The position would involve providing a full range of regulatory support to the Senior Manager and Vice President of Regulatory Affairs, including submission preparation and document authoring.

Job Description

• Preparation of regulatory submissions (NDS/NDA, IND/CTA, DIN submissions) for Health Canada, FDA and possibly other regulatory agencies.
• Preparation of CTD modules, e.g. quality from source data on behalf of Intrinsik clients.
• Preparation of Health Canada or FDA specific templates e.g.

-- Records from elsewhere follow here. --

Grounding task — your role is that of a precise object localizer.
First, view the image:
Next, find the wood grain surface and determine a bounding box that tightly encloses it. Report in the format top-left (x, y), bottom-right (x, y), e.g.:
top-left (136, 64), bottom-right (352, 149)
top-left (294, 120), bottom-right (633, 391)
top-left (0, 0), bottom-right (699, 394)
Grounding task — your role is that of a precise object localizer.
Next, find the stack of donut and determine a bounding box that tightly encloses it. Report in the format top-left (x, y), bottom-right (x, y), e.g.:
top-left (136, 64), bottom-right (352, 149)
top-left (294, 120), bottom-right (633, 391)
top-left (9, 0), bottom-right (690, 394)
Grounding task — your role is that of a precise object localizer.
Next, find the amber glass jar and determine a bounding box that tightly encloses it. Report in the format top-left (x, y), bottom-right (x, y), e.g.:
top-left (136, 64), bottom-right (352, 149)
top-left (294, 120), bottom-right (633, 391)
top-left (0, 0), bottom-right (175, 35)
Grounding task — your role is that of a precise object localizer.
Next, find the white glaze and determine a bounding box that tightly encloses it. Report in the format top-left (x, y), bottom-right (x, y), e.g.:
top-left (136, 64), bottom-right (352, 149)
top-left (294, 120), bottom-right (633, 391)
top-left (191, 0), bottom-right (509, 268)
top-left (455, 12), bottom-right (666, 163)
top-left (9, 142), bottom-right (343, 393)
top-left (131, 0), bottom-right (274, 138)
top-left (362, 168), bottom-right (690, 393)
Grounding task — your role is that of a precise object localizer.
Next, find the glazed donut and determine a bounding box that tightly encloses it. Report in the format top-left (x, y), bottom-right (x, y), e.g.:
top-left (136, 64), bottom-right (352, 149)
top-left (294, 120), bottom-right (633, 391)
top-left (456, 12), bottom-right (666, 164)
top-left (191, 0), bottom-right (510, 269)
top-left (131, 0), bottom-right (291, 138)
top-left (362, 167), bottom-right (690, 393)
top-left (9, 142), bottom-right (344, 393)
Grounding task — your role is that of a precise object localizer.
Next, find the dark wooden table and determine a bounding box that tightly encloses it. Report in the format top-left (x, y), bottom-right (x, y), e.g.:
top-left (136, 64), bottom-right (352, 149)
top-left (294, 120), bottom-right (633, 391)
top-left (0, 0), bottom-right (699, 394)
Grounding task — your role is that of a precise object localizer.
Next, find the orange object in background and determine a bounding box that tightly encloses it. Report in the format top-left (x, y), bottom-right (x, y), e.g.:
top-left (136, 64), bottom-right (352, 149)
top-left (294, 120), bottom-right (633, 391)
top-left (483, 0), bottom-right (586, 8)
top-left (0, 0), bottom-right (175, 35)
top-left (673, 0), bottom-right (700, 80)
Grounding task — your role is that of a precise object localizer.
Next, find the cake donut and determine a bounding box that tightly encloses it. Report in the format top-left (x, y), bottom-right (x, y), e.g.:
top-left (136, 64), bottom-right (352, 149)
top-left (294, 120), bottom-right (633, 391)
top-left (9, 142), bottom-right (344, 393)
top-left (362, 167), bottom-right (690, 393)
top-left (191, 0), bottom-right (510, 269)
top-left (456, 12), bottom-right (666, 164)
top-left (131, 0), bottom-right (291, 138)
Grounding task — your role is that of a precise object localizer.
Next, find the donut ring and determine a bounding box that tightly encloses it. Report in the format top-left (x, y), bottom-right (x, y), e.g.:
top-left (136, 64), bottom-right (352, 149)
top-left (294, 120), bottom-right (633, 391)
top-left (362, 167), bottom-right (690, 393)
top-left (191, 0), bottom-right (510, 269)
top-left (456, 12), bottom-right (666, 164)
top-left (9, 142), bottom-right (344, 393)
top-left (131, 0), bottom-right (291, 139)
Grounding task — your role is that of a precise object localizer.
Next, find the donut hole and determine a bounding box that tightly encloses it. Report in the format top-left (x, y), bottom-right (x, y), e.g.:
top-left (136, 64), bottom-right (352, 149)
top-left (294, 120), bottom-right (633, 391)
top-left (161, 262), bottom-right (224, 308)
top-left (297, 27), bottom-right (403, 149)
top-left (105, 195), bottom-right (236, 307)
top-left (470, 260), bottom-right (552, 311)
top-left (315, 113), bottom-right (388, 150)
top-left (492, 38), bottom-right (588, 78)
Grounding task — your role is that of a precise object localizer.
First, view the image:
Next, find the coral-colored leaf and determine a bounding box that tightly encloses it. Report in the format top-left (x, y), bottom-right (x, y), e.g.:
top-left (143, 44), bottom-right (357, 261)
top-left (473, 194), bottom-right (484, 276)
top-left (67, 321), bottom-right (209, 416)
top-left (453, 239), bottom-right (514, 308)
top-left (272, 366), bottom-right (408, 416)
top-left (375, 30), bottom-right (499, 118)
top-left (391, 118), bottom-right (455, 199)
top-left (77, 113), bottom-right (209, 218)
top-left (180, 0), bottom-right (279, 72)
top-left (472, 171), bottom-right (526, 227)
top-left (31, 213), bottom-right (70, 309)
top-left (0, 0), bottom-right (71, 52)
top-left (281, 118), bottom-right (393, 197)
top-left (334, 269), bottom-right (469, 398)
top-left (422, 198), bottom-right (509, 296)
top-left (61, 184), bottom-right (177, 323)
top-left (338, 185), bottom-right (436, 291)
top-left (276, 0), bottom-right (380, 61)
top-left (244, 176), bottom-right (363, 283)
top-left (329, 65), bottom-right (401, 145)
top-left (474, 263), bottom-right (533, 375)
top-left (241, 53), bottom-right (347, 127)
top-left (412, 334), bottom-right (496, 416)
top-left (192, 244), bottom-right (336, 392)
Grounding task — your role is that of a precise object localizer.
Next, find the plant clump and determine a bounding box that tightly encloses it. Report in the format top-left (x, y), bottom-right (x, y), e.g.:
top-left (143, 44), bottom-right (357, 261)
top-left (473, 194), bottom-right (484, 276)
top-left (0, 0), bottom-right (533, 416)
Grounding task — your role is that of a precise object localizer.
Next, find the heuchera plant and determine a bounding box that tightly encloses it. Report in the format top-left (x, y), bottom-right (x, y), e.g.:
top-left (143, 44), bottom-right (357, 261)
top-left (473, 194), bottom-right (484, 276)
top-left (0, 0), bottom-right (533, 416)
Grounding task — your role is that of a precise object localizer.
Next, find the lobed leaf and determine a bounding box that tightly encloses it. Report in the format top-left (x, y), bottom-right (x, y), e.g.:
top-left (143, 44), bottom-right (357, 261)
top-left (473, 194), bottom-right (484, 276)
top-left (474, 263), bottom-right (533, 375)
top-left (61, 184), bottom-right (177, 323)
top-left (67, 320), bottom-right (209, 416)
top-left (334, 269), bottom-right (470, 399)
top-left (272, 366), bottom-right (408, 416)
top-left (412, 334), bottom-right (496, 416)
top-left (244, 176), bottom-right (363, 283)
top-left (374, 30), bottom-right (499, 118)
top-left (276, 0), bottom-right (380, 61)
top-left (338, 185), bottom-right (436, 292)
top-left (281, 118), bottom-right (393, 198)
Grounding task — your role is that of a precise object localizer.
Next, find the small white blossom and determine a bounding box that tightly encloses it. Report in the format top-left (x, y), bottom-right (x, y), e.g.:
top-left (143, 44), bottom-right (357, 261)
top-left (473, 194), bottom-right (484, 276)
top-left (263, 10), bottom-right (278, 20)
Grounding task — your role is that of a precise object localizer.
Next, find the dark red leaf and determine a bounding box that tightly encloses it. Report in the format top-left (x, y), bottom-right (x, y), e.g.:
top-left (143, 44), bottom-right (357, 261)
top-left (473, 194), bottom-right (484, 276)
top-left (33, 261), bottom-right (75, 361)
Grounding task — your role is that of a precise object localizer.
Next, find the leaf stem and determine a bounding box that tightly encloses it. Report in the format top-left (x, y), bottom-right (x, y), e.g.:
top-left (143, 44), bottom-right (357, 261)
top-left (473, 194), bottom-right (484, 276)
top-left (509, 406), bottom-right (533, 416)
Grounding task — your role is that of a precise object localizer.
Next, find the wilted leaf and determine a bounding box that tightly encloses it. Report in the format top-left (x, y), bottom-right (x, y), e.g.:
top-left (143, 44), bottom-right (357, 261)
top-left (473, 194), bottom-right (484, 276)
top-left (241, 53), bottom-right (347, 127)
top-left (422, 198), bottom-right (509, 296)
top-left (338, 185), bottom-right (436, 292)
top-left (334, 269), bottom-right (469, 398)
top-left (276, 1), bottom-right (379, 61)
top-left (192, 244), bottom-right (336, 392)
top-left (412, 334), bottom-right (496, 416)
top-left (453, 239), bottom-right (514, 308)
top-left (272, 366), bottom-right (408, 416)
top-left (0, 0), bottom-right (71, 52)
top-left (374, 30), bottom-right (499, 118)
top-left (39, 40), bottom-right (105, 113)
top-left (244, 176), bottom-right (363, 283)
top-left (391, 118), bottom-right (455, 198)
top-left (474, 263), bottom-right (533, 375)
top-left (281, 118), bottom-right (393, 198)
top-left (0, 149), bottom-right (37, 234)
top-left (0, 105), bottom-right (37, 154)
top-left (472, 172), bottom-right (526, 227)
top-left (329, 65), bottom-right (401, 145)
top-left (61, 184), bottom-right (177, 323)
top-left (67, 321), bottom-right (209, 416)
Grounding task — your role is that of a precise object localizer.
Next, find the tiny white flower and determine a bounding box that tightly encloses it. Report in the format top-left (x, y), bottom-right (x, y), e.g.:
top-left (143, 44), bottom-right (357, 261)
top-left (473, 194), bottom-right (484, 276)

QOS, PSEAT, Question Based Review summary.
• Understanding of the regulatory process for drug development, support with regulatory research as needed to assist in the development of regulatory strategies.
• Critical assessment of data and documents to identify gaps compared to regulatory requirements for US and Canada.
• Client interaction as needed to coordinate document production and review activities.

• Minimum BSc in Life Sciences.
• A MINIMUM of 3 to 5 years of hands on experience in regulatory submission preparation, EXCLUDING student co-op level experience is a firm requirement for this position.
• Candidates MUST have experience in new active substance submissions.
• A regulatory CMC background is preferred; concomitant experience/comfort with clinical aspects of drug development is an advantage.
• Good working knowledge of Canadian regulations, guidance and policy; working knowledge of FDA requirements is an advantage.
• Experience with electronic submissions is an advantage.
• Intrinsik is also seeking excellence in the following attributes:
  • Attention to detail.
  • Ability to multi-task and coordinate project activities.
  • Written and spoken communication.
  • Computer skills, particularly using MS Word and Adobe.
  • Initiative.

• rovide advanced level word processing support to all Intrinsik Health staff, to ensure standardized report, proposal, and submission production according to Intrinsik requirements using the Intrinsik Health Sciences Style Guides and Standard Operating Procedures.
• Assist with administrative aspects of project planning for submissions, including the production, publication and binding of professional reports, and creation of eCTD compliant submission documentation in PDF.
• Assist with technical issues relating to publishing documents using Microsoft Office or Adobe Acrobat.
• Train / assist with submission publication using specialized eCTD submission software system.

• Assist in the development of SOPs to ensure the efficient production of consistent and high quality submission documents and reports.
• Quality control checks on reports and submission documentation for consistency with Intrinsik standards and SOPs.
• Ensure rapid (and in some cases same day) production of high quality submission documentation in conformance with Regulatory and corporate standards.

• General administrative duties, including travel arrangements, assistance with client contracts and agreements, marketing mail outs, supply orders, and other Corporate promotional items as needed.
• Co-ordinate monthly staff loading spreadsheets and attend monthly projects meeting.
• Assisting other Intrinsik groups (Corporate and Environmental) with admin overflow and special projects.

• A minimum of five years of administrative office experience.
• Experience with regulatory coordination activities preferred.
• Candidates should be able to demonstrate strong written and oral communication skills in combination with a facility for technical detail.
• Familiarity with common computer programs is expected, including strong proficiency in Microsoft Office 2007, and particularly Microsoft Word and Adobe Acrobat.
• Ability to work independently and as part of a team.
• Ability to multi-task (multiple projects/issues) and react to changing situations.